Parking your prejudice.
I don’t have children. I don’t want children. I don’t even really like children. They’re messy, noisy and frankly at times quite irritating. I send apologies to all you parents out there, though I wonder if you feel the same about other people’s kids?
I’m not disabled, unless you count my mouth which sometimes speaks when it shouldn’t. I am physically very able.
Yet I’ve noticed more and more at my local supermarkets that there are fewer and fewer parking spaces for those of us who are in childless families, or not disabled. It seems there are spaces for people who are disabled, people with large children, people with small children, people with short children, people with tall children.

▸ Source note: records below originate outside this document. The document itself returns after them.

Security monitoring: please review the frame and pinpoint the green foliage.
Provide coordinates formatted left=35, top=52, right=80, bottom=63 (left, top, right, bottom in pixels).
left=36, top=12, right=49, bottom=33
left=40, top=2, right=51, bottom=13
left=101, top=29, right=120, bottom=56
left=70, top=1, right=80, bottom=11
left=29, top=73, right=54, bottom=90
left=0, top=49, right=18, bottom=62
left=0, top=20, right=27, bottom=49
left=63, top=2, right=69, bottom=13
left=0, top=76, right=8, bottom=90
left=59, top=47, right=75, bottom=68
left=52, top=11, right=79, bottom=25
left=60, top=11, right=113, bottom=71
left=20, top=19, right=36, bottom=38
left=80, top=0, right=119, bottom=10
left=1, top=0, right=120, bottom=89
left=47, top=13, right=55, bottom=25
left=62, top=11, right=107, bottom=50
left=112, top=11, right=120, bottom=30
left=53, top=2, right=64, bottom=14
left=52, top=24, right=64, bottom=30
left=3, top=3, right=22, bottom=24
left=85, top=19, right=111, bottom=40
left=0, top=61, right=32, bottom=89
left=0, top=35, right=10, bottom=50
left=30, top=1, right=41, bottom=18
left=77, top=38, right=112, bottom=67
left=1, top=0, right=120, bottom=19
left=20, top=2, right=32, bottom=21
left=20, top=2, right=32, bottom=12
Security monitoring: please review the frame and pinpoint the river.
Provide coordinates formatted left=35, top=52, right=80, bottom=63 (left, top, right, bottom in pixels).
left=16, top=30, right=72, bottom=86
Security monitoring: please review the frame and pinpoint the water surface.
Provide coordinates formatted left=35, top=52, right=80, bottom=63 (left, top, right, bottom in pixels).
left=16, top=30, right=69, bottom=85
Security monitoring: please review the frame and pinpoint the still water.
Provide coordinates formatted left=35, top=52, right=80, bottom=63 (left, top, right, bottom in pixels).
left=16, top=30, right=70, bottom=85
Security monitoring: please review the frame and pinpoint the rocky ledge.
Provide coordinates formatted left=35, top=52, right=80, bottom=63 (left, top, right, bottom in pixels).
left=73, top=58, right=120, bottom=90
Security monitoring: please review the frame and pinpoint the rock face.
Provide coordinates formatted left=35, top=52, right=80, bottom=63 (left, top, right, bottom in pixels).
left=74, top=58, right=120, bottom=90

Okay. I’m exaggerating now. And I should point out that I do understand it must be difficult to go shopping with kids, not to mention worrying as they cross roads and car parks.
Now obviously being disabled is not a choice and if it were I doubt anyone would choose to be. But having children is a choice. Of course if people didn’t, I’d be out of a job, so I do appreciate the irony of what I’m about to say.
Should having children give you the right to park closer to the store? Should it provide you with a wider, easier to use, easier to slide a trolley between and unpack your shopping, space?
I don’t think it should. Where are the spaces for the young professionals who are in a hurry after a hard day’s work? Where are the short stay spaces that allow me to pop in to a shop and quickly grab a pint of milk? Where are the spaces that cater for me and my needs?
I’ll tell you where they are. About a frickin’ mile and a half away from the store’s entrance, that’s where! I am in fact being discriminated against because I’ve chosen not to have kids. So in order to remedy this, and much to the disgust of many passing vehicles, loaded with children bouncing off the windows from sugar induced highs, I’ve started using the family spaces near the entrance.
I have a family. I am part of a family. I just don’t have children. I have a partner. I have two cats. That to me constitutes a family. I have parents, brothers and a sister. Aunts, Uncles, Cousins etc.
So I say to all those who believe it is their given right and those who design car parks in such a way, Down with Discrimination! And until the day this prejudice is toppled I will continue to park in the wider, family spaces, closer to the store entrance!